Price gouging laws have become more relevant than ever, but a historical review reveals that price gouging laws may be a historically recent, and misguided development. It was not until 1979 that New York State enacted the nation’s first law explicitly targeted at price gouging.
In response to the heating oil shortages during the winter of 1978-1979, New York enacted the first state price gouging law. The law provided that “the inability of these persons [heating oil consumers] to pay for home heating oil will result in severe hardship, especially among the elderly and the very young, and could result in the loss of lives.” (New York Assembly Bill 25, 1979). Specifically, under the NY statute:
[d]uring any abnormal market disruption of the market for consumer foods and services vital and necessary for the health, safety and welfare of consumers, resulting from stress of weather, convulsion of nature, failure or shortage of electric power or other source of energy, strike, civil disorder, war, national or local emergency, or other cause, no merchant shall sell or offer to sell any such consumer goods or services for an amount which represents and unconscionably excessive price.

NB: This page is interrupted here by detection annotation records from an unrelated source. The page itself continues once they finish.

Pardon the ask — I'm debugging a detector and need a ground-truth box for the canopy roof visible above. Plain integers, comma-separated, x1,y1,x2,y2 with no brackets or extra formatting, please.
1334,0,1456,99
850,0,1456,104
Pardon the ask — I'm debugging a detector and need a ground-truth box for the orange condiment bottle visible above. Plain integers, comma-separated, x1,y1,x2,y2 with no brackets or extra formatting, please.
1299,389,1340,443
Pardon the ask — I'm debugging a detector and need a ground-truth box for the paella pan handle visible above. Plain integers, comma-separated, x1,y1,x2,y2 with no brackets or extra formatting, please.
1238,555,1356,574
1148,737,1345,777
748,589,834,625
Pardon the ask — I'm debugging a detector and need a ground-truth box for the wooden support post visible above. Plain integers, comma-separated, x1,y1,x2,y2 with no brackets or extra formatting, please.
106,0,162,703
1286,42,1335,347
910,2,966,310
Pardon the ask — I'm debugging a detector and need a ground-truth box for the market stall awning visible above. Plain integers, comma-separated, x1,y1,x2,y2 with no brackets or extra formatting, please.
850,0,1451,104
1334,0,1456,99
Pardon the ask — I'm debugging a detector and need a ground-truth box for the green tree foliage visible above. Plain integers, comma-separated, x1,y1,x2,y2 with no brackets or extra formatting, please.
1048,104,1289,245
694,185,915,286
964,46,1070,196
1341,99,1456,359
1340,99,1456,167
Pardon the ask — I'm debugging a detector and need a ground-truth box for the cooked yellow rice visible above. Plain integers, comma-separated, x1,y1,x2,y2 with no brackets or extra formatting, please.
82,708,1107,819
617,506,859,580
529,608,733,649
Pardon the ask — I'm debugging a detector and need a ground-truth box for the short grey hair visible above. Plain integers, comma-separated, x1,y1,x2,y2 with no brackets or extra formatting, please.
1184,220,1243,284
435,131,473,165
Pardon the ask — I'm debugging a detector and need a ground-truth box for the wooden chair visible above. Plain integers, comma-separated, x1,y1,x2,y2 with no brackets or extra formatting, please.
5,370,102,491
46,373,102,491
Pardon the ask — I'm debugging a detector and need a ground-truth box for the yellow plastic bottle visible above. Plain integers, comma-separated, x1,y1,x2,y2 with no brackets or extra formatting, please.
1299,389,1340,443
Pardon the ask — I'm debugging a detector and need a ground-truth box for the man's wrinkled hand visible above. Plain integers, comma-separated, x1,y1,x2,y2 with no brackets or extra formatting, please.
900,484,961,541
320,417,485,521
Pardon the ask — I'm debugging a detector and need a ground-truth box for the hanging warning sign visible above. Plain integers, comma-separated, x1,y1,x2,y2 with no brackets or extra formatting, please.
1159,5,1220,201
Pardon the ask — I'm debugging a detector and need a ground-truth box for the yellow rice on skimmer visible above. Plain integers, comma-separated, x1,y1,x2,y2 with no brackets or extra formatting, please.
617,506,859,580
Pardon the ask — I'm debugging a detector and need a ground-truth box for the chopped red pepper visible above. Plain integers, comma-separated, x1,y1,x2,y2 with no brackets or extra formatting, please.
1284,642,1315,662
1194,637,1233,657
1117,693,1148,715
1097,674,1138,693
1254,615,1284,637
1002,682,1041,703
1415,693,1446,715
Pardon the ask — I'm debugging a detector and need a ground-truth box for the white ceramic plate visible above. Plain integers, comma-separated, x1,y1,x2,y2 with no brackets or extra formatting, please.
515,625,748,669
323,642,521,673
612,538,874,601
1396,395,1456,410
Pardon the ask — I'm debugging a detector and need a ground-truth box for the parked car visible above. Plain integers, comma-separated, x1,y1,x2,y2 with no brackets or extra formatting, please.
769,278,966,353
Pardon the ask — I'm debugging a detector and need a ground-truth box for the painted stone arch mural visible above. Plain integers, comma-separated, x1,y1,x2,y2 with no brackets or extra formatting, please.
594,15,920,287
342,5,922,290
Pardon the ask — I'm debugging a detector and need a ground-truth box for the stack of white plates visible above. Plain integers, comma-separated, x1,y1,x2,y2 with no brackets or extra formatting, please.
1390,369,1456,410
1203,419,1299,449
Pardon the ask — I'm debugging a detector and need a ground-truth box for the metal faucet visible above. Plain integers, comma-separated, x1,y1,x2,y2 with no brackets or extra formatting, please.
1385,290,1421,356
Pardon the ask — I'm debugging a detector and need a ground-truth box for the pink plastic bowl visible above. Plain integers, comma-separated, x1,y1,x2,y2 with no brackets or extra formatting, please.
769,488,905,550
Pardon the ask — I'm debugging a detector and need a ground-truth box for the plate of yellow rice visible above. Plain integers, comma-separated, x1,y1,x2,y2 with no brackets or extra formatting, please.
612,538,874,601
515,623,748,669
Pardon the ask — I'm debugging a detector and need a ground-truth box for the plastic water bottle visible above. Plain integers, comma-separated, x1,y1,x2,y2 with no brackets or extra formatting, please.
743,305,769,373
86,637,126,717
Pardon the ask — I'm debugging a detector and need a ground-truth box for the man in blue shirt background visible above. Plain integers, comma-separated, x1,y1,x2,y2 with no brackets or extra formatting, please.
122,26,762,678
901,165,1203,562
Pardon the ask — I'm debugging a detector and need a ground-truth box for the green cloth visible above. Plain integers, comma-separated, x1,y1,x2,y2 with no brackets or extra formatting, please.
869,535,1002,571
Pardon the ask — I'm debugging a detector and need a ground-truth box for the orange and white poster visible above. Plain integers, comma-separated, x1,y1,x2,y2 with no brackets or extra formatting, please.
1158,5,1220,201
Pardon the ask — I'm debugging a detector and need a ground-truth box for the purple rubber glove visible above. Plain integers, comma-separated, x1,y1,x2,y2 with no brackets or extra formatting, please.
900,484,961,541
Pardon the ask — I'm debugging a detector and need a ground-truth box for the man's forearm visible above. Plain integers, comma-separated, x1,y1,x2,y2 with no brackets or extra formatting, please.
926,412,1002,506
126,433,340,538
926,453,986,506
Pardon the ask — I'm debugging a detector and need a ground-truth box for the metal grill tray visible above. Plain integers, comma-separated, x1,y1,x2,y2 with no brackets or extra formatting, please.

Then Attorney General Robert Abrams brought the first known legal action under New York’s price gouging statute in 1985 following Hurricane Gloria. AG Abrams “obtained $30,000 in refunds for Long Islanders who were overcharged for tree removal” following the storm. See Cale Wren Davis, An Analysis of the Enactment of Anti-Price Gouging Laws (Jan. 2008) (unpublished M.S. thesis; Montana State University) (hereinafter “Davis”). However, it was not until 1998 that the New York statute was amended and expanded to reach up into the supply chain, prohibiting “any party within the distribution chain of consumer goods from excessively hiking prices” during an emergency. (New York Senate Bill 2664, 1998). According to the bill’s Assembly sponsor, the amendment was “particularly important in light of the destruction caused by the ice storms and tornadoes, which recently plagued parts of upstate New York.” See David, supra at 36. According to a summary of the bill, the amendment was meant to protect consumers from the spikes in oil prices that followed from the invasion of Kuwait and the Exxon Valdez oil spill. Id. at 46.
During the 1980s, only three other states passed price gouging laws: Hawaii, Connecticut, and Mississippi. Ramping up in the 1990s, eleven states passed price gouging laws, including Florida and California. Florida’s price gouging law was passed following Hurricane Andrew in 1992. While California’s price gouging law was introduced in 1994 after the Los Angeles Department of Consumer Affairs received more than 1,400 complaints about price gouging following the Northridge earthquake. See David, supra at 58. The ten percent limitation was originally opposed by the California Department of Consumer Affairs, who argued for a less restrictive ceiling of fifty percent, but ultimately withdrew its fifty percent recommendation. Id. at 59. In response to the 2003 wildfires in California, hotels were added to California’s price gouging law in 2004. Id.
More recently, many states began to pass price gouging laws in response to the terrorist attacks on 9/11 and various hurricanes and natural disasters. Today, the majority of states have price gouging laws, including Colorado and Alaska, who introduced and passed legislation in response to the COVID-19 pandemic.
However, while price gouging laws may be intended to protect consumers in states of emergency, some economists argue that “[p]rice controls interfere with the ability of merchants and consumers to settle freely on the prices at which they will trade.” See Michael Giberson, The Problem With Price Gouging Laws: Is optimal pricing during an emergency unethical? CATO Inst. (2011). Arguably, price controls may also “reduce economic welfare: by limiting price increases in areas harmed by emergencies,” “discourage conservation of goods and services precisely when they are needed most” and “discourage extraordinary efforts to bring goods in high demand into the affected area.” Id.
A brief review of the history of price gouging laws demonstrates that most price gouging laws were passed following natural disasters. Only time will tell if the remaining states without price gouging laws follow in the footsteps of their fellow states, and too, pass price gouging laws in response to the current state of emergency.